In un bar, in una frazione di Roma lavorava come semplice barista, Delilah: una donna alta e
slanciata, con degli ipnotici occhi verdi e con dei lunghi capelli neri come la pece, e proprio
come il catrame intrappolava i dinosauri, e come le ragnatele intrappolano i moscerini, il suo
scuro crine attirava ed intrappolava i cuori di molti spasimanti. Non era tanto la sua
eleganza ad attirare gli uomini, tanto più il suo carattere, così maldestro e indeciso, ma allo
stesso tempo, così consapevole e determinato, docile e solare, ma allo stesso tempo cupo e
pungente.
Dailah, è come una roseto, ti avvicini a lei attirato dai suoi odori, colori e forme, ma se ti
incammini troppo nel roveto per cogliere le rose, per cogliere il cuore di lei, ti ritrovi in un
rovo di spine e di dolorosi sentiment.
Ti viene da piangere e ti senti confuso, ma comunque, la voglia di raggiungerla è così tanta,
che preferisci continuare ad avanzare tra i rovi per arrivare al suo cuore, piuttosto che
voltarti e toglierti le spine dal corpo insieme ad ogni ricordo di lei.
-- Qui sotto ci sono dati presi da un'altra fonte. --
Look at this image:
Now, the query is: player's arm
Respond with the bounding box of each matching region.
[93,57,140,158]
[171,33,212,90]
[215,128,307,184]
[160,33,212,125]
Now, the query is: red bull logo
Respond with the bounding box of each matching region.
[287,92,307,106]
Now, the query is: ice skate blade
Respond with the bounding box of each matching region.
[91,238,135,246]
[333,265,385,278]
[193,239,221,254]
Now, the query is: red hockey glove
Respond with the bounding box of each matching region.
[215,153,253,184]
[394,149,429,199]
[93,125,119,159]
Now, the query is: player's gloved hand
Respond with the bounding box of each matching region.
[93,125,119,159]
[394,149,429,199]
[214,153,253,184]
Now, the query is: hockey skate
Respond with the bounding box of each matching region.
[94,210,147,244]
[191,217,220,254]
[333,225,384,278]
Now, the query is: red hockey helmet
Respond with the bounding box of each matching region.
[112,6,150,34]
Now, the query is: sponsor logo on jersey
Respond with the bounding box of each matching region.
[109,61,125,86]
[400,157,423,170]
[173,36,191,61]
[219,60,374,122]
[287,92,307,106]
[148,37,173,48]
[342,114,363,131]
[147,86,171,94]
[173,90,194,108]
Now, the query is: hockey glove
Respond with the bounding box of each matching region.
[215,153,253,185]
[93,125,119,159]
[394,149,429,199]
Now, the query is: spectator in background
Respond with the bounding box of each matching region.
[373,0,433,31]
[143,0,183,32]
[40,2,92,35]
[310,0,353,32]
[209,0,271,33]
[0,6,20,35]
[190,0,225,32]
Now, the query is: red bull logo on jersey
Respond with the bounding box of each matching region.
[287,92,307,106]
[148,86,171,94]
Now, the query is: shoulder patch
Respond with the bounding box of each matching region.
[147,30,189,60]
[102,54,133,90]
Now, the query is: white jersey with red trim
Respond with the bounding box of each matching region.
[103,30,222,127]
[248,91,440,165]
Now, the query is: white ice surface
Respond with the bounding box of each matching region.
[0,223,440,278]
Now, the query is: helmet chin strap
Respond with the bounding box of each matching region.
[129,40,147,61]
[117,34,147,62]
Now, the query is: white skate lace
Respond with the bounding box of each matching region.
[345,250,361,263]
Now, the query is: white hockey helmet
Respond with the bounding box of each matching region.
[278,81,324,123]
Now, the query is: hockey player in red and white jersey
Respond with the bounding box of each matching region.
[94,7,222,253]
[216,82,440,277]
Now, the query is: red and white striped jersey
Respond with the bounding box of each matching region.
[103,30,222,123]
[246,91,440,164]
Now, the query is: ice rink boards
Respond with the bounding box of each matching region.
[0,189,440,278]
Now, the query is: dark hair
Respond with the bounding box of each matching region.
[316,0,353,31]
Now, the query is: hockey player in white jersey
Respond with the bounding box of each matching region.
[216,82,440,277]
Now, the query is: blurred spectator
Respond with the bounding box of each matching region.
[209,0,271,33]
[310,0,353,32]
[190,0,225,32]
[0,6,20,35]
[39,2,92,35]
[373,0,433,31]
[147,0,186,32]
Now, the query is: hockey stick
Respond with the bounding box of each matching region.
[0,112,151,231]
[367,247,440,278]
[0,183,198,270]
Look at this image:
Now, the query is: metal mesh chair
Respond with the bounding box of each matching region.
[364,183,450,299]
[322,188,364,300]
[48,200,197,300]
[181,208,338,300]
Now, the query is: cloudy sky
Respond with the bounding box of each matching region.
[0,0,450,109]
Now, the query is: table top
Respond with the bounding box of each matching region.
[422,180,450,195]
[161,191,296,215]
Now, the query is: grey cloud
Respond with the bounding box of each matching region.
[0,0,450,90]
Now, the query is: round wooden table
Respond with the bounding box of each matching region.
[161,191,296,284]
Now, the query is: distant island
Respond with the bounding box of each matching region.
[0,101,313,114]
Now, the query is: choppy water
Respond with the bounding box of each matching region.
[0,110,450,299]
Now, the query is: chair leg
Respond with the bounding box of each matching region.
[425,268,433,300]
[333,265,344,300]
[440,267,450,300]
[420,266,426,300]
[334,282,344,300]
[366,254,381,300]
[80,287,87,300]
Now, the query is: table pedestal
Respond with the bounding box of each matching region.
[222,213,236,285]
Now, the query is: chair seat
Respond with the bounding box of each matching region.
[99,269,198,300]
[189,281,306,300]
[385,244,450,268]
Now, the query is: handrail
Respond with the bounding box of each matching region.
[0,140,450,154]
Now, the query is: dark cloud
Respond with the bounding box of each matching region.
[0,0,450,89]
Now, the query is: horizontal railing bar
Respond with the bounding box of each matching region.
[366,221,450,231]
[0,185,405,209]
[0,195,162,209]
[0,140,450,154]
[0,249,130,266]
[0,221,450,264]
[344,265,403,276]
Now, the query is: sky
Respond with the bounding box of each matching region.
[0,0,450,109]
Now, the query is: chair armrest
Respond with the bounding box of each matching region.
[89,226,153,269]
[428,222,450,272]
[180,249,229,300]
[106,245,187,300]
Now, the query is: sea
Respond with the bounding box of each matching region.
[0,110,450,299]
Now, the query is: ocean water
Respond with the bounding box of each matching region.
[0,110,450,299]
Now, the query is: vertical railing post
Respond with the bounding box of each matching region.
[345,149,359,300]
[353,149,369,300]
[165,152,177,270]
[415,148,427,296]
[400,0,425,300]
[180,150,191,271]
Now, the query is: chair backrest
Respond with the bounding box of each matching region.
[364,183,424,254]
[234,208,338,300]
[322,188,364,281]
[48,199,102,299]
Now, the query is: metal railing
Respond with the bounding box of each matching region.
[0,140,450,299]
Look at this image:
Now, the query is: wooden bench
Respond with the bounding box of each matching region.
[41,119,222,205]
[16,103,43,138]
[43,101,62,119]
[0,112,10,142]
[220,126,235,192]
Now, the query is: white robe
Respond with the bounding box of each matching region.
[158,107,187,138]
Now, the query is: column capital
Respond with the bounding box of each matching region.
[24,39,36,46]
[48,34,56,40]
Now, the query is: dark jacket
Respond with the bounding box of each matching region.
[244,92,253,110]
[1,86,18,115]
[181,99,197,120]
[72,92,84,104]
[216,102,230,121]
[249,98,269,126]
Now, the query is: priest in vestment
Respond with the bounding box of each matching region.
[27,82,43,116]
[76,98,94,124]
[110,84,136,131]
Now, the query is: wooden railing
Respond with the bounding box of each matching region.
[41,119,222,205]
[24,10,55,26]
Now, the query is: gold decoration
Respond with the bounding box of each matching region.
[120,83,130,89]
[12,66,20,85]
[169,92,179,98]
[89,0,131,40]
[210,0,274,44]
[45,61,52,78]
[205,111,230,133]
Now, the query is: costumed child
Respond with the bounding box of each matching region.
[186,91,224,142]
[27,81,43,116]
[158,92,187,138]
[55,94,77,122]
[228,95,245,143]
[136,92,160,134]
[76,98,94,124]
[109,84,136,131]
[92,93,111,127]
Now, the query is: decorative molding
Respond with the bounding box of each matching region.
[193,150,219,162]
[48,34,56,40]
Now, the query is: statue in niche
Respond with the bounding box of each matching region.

La semplice barista riusciva a mettere ai suoi piedi chiunque, uomini di politica ed
intellettuali, polentoni e terroni, uomini e donne, Don Giovanni ed introversi. Aveva creato
il suo regno di “amanti sudditi”, stravolgendo l’equilibrio tra bene e male, paradiso e inferno.
Questo perché non era una semplice barista, ma un angelo di luciferina bellezza, che
accoglieva nel paradiso dei suoi occhi, anime sfortunate, le quali accecati dall’ amore e dalla
paradisiaca luce del suo fascino ,si ritrovavano a subire le pene dell’ inferno.
Lei era la regina di cuori che rifilava due picche ad ogni re e jack, il desiderio del caldo
fuoco della passione che ti portava in freddi e tristi sentieri, la Mirandolina dei giorni nostri.